Click on the photo to see the enlarge picture. If you look closely you can actually see the despair in these two actor's eyes.


Man this movie was bad. It stunk. The script was bad. The direction was confused. The music was overpowering and annoying. The cinematography went back and forth between cliched and blurry. The copy TCM showed was cruddy. The actors: George Sanders, Rossano Brazzi and Shirley Jones all had an air of hopelessness about them as they spoke their lines. That is when you could understand the lines, because the dubbing is downright awful.

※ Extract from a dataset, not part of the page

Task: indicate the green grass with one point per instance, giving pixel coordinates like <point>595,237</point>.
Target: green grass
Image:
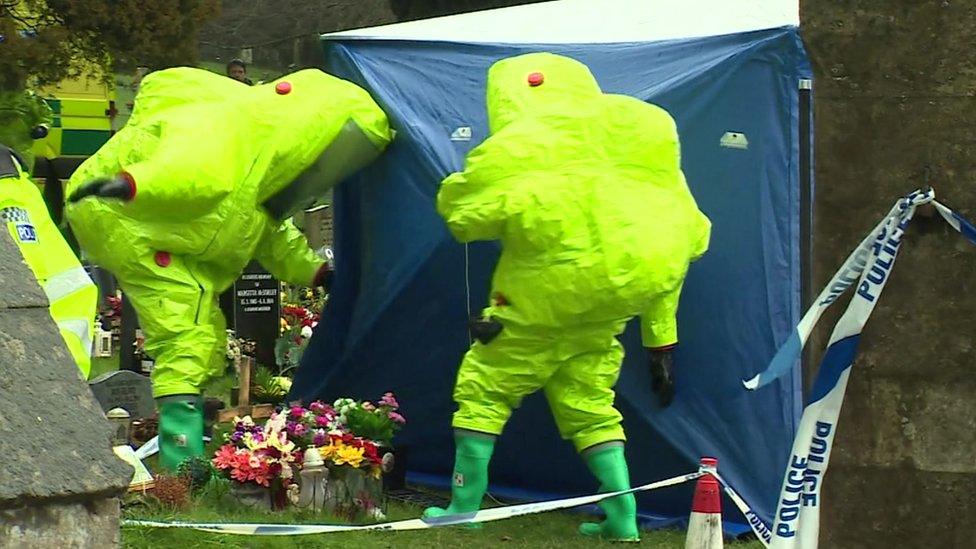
<point>542,530</point>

This is the point where you expect me to say, "But I loved it anyway!" or "George and Rossano can save any dog turd of a film." No, I'm not going to say that. The only genuine entertainment in this movie was seeing George Sanders crammed into a tiny Italian car in the first three minutes. Even that sequence was poorly edited, backed by annoying music, squinched into a horrible pan and scan frame and the film stock looked washed out and a hundred years old. At one point in the film Shirley Jones and Rossano Brazzi come into the room and find Sanders lying on the floor looking up at the ceiling. I was really hoping he'd address the fourth wall and say, "I've just given up on this movie, people. Can you blame me?" But wouldn't you know, it was actually part of the "plot."

Sometimes bad movies are good for their mockability quotient. Dark Purpose isn't even bad enough for that. It's just good enough. It has a 1970s made for TV movie vibe about it. The plot smells of warmed over television. Two professional art appraisers (Shirley Jones and George Sanders) spend a week in an Italian villa owned by a mysterious Count (Rossano Brazzi) and his troubled daughter (Giorgia Moll). There's a little bit of Jane Eyre here, or at least the Wide Sargasso Sea, but tension never builds enough for it to pay off.

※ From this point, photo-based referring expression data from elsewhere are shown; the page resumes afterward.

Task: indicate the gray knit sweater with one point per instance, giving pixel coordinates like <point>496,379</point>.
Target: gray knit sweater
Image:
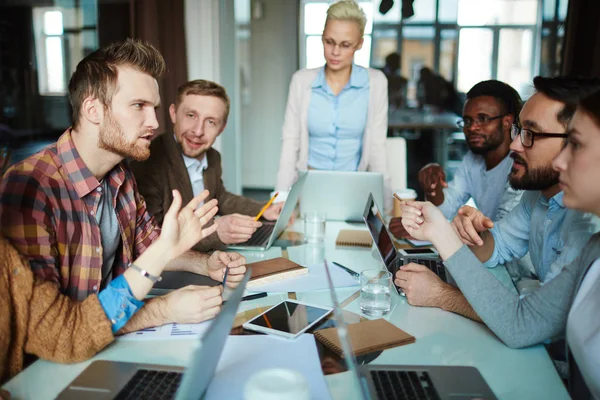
<point>526,321</point>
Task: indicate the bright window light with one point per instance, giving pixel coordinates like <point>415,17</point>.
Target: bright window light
<point>54,65</point>
<point>53,23</point>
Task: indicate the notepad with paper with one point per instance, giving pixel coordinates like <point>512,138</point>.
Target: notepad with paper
<point>354,238</point>
<point>366,337</point>
<point>274,270</point>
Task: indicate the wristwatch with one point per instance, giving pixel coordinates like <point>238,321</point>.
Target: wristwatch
<point>146,274</point>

Brazzi and Jones seem to have little chemistry together. "Oh Paolo I love you. I love you!" She says and he looks like he might be mentally chastising his agent for getting him involved in this debacle. She has more luck with George Sanders and I wish things would have been written more of a love triangle. Though Sanders is ten years older than Brazzi he somehow seems more comfortable in his skin, probably because Brazzi was, at this point really tired of playing the continental lover. Sanders had long since ceased to care about acting other than what it paid him. Shirley Jones was great as Mrs. Partridge, but as the supposed daughter of a museum curator and art historian, she seems way out of her depth. Giorgia Moll gives a decent performance, if a bit silly and over dramatic at times, but the whole plot is hard to swallow, especially her part of it.

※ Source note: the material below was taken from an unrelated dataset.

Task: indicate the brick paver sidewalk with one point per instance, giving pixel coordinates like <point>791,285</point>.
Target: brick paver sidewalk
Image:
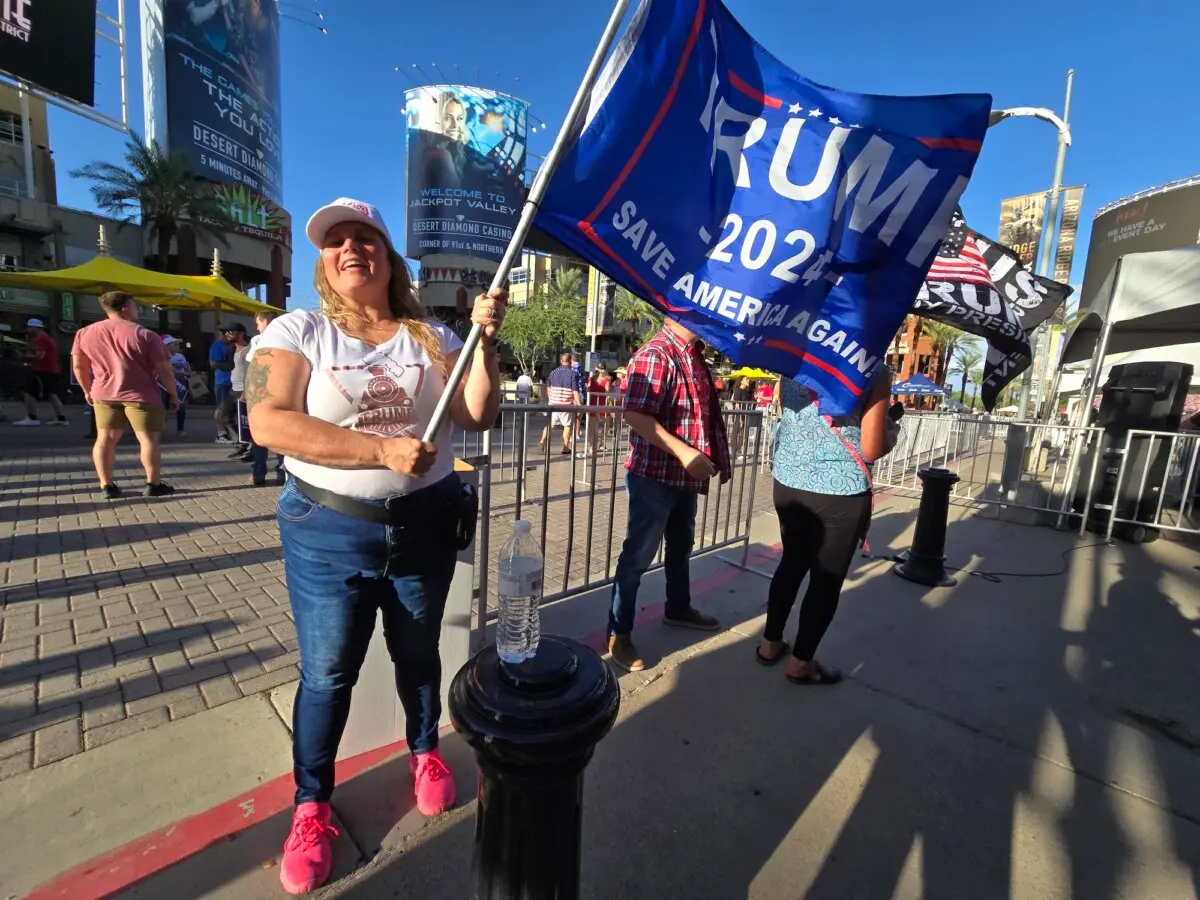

The most compelling thing about the movie is the Count's over-worked German Shepard named Diablo. It wasn't just the presence of a satanic German Shepard that reminded me of the made for television horror schlock master piece Devil Dog (1978). Everything about Dark Purpose seemed crying out for it to be endlessly recycled in the CBS late Night Movie, sandwiched between old episodes of Magnum PI and Columbo. It's too bad because Sanders is hilarious--I laugh at his smallest gesture or expression, and had he been given anything at all to do he might have saved this movie from junk heap.